Pet owners can now legally walk their dogs in Twin Hills Trails Park in Mt. Lebanon after commissioners unanimously approved an ordinance Monday to allow dogs in the park. The pets had been banned because Twin Hills was never added to the list of municipal parks where dogs were permitted when Mt. Lebanon bought the land at the community's northern border with Scott in 1995.
Residents, many of them dog owners, said they were unaware of the restriction until a sign was placed at the park's entrance earlier this year. Many contacted municipal officials expressing their displeasure, and commissioners agreed to expedite a new ordinance.
Commissioner Kristen Linfante said all dogs taken into the park must be on leashes. "That is something that always has been in our ordinances," she said.
Commissioners also discussed the possibility of establishing a park specifically for dogs in Robb Hollow Park, off Cedar Boulevard near the municipal public works facility. A recent municipal bond issue earmarks some money toward improving Robb Hollow.
Commissioner Kelly Fraasch suggested forming a group of residents, similar to the Friends of Mt. Lebanon Public Library, to maintain a park once it is established.
Mrs. Fraasch has been spearheading efforts to open a dog park, writing on her blog: "This could alleviate any stress on our local parks/parklets, and rather than going to South Park, residents can drive or hopefully walk over to Robb Hollow to take their friendly pooches to the park for a play date. With community input, commissioners would have to look at other dog parks in the area/region/nationally for how various dog parks are run and maintained long-term."
Parkview Drive residents Jude Ernest and Kristen Westbrook attended Monday's meeting to urge commissioners to move along with the process.
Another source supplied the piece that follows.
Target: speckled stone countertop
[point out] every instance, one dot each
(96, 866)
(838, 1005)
"There's nowhere to walk our dogs," Ms. Westbrook said. "We really, really need this for Mt. Lebanon."
Ms. Ernest cited safety concerns.
"We, as dog walkers, are the last thing people look out for," she said about motorists.
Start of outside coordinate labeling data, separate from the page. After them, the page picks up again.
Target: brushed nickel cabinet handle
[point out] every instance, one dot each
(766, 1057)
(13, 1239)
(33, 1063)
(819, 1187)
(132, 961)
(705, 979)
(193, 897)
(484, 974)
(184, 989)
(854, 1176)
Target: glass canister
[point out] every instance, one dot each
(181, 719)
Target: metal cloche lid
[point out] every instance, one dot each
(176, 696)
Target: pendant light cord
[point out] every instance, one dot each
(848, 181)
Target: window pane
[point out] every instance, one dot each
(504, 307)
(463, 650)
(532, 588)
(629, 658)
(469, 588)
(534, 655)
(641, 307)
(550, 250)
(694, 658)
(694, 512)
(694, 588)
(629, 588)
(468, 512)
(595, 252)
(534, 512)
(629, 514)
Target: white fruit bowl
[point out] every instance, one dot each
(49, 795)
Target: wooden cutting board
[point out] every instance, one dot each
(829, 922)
The women have started an online petition, "Mt. Lebanon needs a safe dog park," which had drawn about 100 signatures as of earlier this week.
Also on Monday:
• Commissioners discussed a proposed ordinance to establish a residential rental property registration and inspection program.
The measure, which would require inspection of all rental units on a three-year rotation, has drawn criticism from landlords and some tenants, particularly about privacy issues.
Commissioner David Brumfield has suggested paring down the number of items to be included in an inspection to some basic safety considerations for mutual protection of tenants.
"We're protecting you from your neighbor, who otherwise could put you at risk," he said.
Commissioner John Bendel questioned the need for the ordinance as written, recommending commissioners further review the measure.
"It seems a bit heavy, after listening to all the information," Mr. Bendel said.
Solicitor Philip Weis has already revised the ordinance, prompting the need for a second round of public hearings on the matter.
• Commissioners awarded a $1.9 million contract to low bidder Niando Construction Inc. of Penn Hills for reconstruction of the following streets: Catalpa Place, Cypress Way and Elatan, Jefferson, Kurt, Moreland, Northridge, Valleyview and Woodland drives.